Client

A client for NDB which manages credentials, project, namespace, and database.

class google.cloud.ndb.client.Client(project=None, namespace=None, credentials=None, client_options=None, database=None)[source]

Bases: google.cloud.client.ClientWithProject

An NDB client.

The NDB client must be created in order to use NDB, and any use of NDB must be within the context of a call to context().

The Datastore Emulator is used for the client if and only if the DATASTORE_EMULATOR_HOST environment variable is set.

Parameters
  • project (Optional[str]) – The project to pass to proxied API methods. If not passed, falls back to the default inferred from the environment.

  • namespace (Optional[str]) – Namespace to pass to proxied API methods.

  • credentials (Optional[Credentials]) – The OAuth2 Credentials to use for this client. If not passed, falls back to the default inferred from the environment.

  • client_options (Optional[ClientOptions or dict]) – Client options used to set user options on the client. API Endpoint should be set through client_options.

  • database (Optional[str]) – Database to access.
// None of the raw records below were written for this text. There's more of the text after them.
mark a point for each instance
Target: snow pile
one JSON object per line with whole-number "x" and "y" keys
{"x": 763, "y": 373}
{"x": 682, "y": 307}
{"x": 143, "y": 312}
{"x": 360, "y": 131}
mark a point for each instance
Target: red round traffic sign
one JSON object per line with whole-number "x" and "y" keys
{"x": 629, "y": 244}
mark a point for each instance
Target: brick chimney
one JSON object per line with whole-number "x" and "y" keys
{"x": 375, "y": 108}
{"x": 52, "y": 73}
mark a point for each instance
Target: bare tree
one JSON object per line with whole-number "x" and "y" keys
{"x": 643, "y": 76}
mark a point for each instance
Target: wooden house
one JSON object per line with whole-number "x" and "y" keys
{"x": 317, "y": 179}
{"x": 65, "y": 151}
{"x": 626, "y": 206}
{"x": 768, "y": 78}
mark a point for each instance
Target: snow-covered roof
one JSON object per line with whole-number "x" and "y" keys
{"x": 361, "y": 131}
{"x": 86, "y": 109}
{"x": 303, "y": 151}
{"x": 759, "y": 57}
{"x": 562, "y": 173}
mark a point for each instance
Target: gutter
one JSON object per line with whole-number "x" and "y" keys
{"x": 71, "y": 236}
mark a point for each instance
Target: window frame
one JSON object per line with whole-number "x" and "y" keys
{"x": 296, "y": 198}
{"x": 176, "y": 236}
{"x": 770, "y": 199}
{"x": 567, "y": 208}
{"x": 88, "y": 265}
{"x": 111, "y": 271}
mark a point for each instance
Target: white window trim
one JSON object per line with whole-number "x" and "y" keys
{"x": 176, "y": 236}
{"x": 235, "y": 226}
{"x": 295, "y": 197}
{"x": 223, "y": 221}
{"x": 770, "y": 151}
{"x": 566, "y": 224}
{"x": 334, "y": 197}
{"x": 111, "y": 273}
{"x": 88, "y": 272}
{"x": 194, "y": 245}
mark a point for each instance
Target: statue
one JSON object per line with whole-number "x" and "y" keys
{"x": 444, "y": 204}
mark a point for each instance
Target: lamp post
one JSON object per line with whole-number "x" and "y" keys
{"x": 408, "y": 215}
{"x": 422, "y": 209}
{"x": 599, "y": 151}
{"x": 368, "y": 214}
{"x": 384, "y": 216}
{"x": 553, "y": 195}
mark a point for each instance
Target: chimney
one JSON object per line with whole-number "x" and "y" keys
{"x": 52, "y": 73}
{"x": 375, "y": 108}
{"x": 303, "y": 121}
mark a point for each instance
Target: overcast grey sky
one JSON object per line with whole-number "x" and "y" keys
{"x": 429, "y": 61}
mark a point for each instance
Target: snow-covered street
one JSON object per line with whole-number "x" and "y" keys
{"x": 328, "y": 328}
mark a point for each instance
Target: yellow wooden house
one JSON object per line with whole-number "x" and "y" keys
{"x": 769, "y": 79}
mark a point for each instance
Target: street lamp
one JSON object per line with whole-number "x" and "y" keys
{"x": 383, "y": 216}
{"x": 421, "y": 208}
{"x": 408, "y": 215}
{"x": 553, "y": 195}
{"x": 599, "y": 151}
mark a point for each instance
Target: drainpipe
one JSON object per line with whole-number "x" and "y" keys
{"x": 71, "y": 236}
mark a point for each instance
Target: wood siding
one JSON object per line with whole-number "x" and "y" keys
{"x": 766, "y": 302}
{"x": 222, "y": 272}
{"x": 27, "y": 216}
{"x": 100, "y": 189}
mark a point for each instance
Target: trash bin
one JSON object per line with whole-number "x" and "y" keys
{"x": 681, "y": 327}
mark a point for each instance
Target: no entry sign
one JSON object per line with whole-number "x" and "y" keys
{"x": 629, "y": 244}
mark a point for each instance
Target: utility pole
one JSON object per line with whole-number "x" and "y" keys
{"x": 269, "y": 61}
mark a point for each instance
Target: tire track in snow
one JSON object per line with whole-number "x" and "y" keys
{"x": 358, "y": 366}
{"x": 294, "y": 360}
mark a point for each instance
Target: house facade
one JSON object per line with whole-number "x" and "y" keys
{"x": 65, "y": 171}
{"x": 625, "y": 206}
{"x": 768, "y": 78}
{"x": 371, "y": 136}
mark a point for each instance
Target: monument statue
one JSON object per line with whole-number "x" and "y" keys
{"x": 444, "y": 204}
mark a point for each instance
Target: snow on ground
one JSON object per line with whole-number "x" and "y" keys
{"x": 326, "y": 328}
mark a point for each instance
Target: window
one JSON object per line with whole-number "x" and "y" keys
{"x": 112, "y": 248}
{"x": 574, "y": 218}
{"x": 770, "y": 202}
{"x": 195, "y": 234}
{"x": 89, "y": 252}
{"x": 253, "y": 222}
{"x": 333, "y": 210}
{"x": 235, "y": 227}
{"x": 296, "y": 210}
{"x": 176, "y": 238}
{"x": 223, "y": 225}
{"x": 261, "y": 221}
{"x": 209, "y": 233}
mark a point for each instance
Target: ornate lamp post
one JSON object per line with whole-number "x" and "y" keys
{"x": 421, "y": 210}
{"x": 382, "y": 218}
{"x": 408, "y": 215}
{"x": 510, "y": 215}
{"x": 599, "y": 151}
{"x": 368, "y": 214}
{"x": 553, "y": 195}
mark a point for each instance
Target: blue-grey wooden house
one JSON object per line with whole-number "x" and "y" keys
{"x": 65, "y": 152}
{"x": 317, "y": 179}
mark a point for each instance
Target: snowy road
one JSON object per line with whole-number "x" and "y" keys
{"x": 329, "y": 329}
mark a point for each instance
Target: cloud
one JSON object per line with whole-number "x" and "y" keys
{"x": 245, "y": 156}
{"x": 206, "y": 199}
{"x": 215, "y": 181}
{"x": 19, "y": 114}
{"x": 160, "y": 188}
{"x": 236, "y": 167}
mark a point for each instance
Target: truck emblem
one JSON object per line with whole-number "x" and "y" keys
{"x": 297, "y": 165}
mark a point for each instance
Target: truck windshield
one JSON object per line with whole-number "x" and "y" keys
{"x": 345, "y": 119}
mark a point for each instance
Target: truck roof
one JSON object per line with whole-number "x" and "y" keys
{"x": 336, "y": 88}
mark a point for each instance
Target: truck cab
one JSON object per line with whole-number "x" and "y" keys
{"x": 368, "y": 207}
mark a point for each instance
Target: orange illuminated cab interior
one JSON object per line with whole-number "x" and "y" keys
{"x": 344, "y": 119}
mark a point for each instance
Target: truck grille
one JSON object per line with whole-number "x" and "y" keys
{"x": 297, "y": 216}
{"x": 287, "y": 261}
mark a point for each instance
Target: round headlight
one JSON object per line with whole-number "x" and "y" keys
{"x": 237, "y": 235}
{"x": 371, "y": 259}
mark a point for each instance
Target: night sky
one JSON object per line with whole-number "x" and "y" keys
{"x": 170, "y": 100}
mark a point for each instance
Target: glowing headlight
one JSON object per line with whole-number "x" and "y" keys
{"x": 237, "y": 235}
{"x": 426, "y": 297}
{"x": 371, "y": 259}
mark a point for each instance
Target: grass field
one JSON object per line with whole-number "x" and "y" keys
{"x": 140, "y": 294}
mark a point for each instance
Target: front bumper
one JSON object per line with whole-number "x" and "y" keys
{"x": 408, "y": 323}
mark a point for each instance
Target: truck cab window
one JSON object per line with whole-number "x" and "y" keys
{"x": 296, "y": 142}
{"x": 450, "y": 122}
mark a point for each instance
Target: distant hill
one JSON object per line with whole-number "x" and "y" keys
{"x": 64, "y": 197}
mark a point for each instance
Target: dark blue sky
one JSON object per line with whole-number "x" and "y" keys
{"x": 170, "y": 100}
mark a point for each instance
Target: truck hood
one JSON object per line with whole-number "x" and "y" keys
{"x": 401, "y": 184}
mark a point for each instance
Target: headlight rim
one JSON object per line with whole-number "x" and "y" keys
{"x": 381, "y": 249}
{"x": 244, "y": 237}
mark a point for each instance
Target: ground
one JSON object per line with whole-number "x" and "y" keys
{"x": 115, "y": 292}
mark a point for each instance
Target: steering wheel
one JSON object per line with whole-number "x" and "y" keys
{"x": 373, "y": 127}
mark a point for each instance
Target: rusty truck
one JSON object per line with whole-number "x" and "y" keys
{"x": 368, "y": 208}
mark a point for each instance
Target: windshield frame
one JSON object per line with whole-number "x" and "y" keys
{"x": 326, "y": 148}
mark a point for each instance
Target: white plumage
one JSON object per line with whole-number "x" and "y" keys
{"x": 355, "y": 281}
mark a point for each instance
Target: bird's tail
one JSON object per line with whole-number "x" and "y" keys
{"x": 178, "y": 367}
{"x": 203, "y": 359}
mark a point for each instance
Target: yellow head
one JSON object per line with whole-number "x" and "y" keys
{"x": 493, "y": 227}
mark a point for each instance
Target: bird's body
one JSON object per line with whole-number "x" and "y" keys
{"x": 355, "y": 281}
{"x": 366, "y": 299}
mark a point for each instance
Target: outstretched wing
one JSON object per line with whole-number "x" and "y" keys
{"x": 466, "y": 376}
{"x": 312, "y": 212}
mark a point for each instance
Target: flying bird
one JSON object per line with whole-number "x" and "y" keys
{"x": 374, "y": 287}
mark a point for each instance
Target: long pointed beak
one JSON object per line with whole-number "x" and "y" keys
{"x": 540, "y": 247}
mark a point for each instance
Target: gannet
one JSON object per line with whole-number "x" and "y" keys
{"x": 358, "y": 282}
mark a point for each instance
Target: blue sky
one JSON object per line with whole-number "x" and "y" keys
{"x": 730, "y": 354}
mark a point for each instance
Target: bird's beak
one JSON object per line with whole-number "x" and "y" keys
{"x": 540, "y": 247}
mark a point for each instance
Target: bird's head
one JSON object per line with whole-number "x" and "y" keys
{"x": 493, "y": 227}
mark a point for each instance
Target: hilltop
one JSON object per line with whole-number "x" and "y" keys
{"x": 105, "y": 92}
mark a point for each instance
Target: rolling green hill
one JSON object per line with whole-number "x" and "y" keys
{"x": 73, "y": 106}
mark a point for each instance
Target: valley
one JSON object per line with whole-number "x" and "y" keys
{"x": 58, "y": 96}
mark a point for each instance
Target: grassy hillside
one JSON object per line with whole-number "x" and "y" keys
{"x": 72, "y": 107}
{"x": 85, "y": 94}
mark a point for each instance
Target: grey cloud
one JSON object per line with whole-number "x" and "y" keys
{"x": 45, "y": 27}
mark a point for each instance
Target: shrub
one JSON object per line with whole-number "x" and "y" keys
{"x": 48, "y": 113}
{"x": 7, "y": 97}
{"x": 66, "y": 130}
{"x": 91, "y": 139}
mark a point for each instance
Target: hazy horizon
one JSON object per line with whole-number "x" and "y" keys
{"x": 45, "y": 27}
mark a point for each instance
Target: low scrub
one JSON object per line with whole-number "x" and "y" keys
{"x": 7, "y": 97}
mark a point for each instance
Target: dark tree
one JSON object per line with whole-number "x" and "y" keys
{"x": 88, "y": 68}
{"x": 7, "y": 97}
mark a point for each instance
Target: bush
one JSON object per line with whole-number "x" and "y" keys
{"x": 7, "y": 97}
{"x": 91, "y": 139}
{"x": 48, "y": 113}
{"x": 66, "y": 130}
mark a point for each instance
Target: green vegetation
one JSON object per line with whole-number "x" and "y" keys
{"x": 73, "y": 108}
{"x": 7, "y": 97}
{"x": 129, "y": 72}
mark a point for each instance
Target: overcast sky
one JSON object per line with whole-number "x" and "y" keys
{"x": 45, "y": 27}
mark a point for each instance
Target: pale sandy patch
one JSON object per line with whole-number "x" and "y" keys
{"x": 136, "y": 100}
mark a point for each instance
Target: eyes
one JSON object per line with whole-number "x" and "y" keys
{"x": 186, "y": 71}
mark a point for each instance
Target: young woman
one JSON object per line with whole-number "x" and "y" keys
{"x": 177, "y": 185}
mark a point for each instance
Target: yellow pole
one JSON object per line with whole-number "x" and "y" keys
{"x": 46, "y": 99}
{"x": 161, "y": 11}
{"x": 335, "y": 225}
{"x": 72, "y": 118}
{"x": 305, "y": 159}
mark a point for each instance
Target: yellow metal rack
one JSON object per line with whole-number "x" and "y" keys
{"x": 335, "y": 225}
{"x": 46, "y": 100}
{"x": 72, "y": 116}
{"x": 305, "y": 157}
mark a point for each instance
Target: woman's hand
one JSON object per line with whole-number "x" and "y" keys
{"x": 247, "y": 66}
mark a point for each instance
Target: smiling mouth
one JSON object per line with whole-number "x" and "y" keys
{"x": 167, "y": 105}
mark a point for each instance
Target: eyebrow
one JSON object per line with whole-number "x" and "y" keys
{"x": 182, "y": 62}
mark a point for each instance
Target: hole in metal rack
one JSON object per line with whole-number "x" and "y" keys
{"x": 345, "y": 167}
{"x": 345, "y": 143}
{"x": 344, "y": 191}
Defaults to the (default) database.

SCOPE: Optional[Tuple[str, ...]] = ('https://www.googleapis.com/auth/datastore',)

The scopes required for authenticating as a Cloud Datastore consumer.

context(namespace=<object object>, cache_policy=None, global_cache=None, global_cache_policy=None, global_cache_timeout_policy=None, legacy_data=True)[source]

Establish a context for a set of NDB calls.

This method provides a context manager which establishes the runtime state for using NDB.

For example:

from google.cloud import ndb

client = ndb.Client()
with client.context():
    # Use NDB for some stuff
    pass

Use of a context is required–NDB can only be used inside a running context. The context is used to manage the connection to Google Cloud Datastore, an event loop for asynchronous API calls, runtime caching policy, and other essential runtime state.

Code within an asynchronous context should be single threaded. Internally, a threading.local instance is used to track the current event loop.

In a web application, it is recommended that a single context be used per HTTP request. This can typically be accomplished in a middleware layer.